Legrand – Limoges : vol de congés à répétition

27 Mai 2020

Une assemblée générale devait se tenir à huis clos mercredi 27 mai pour officialiser le versement, le 3 juin prochain, des dividendes de la société d’appareillage électrique Legrand, cotée au Cac 40.

« Avoir des actionnaires solides, satisfaits et fidèles, c’est une force » a déclaré récemment le directeur général Benoît Coquart. La crise liée au Covid-19 ne touchera donc pas les actionnaires, qui vont se distribuer pas moins de 358 millions d’euros. Il faut dire que l’entreprise se porte très bien : entre 2014 et 2019, le chiffre d’affaires a augmenté de 47 %, le résultat net par action de 56 %, la feuille de route étant ainsi réalisée à 113 %.

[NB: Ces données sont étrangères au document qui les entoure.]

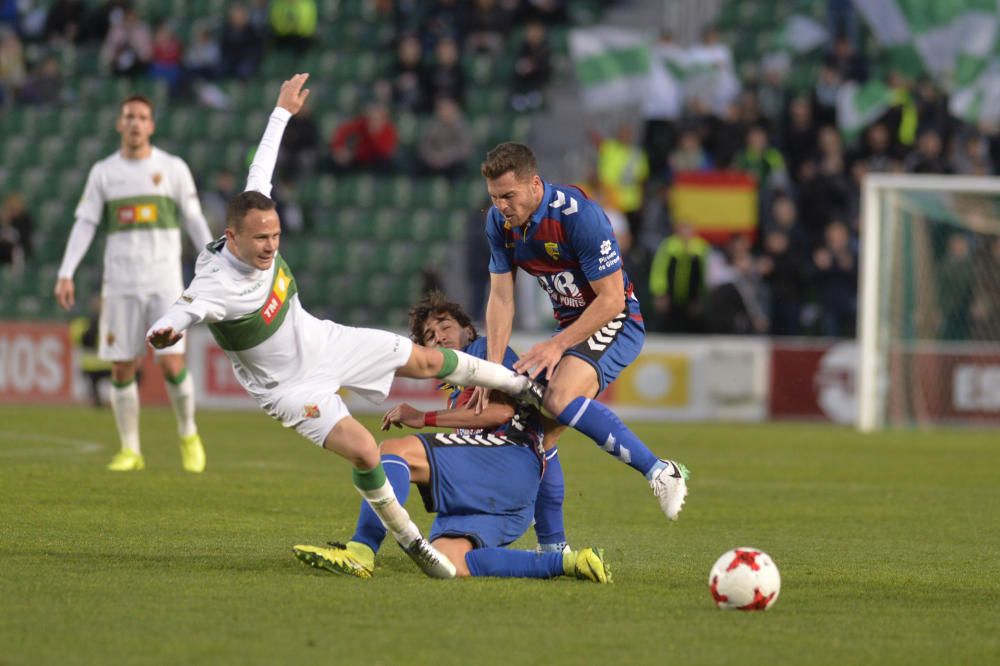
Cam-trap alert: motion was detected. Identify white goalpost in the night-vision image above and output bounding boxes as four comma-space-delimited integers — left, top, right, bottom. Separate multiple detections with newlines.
857, 174, 1000, 431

Évidemment, pour les travailleurs, c’est une autre histoire. Benoît Coquart parle d’efforts demandés, ajoutant que lui-même va réduire sa rémunération annuelle de 25 % (en fait il ne va pas appliquer l’augmentation prévue de son salaire fixe). Quelle indécence quand on sait que pour 2019, cette rémunération est de 1,545 million d’euros auquel s’ajoute un lot de 22 954 actions « de performance ».

En tout cas, depuis le début du confinement, la direction de Legrand refuse le chômage partiel et presse les travailleurs comme des citrons. Jusqu’au 25 mai, ils ont subi le vol maximum des congés et des RTT à tous les étages avec, au passage, le télétravail refusé à ceux des bureaux au nom de la « solidarité avec la production » qui était à l’arrêt.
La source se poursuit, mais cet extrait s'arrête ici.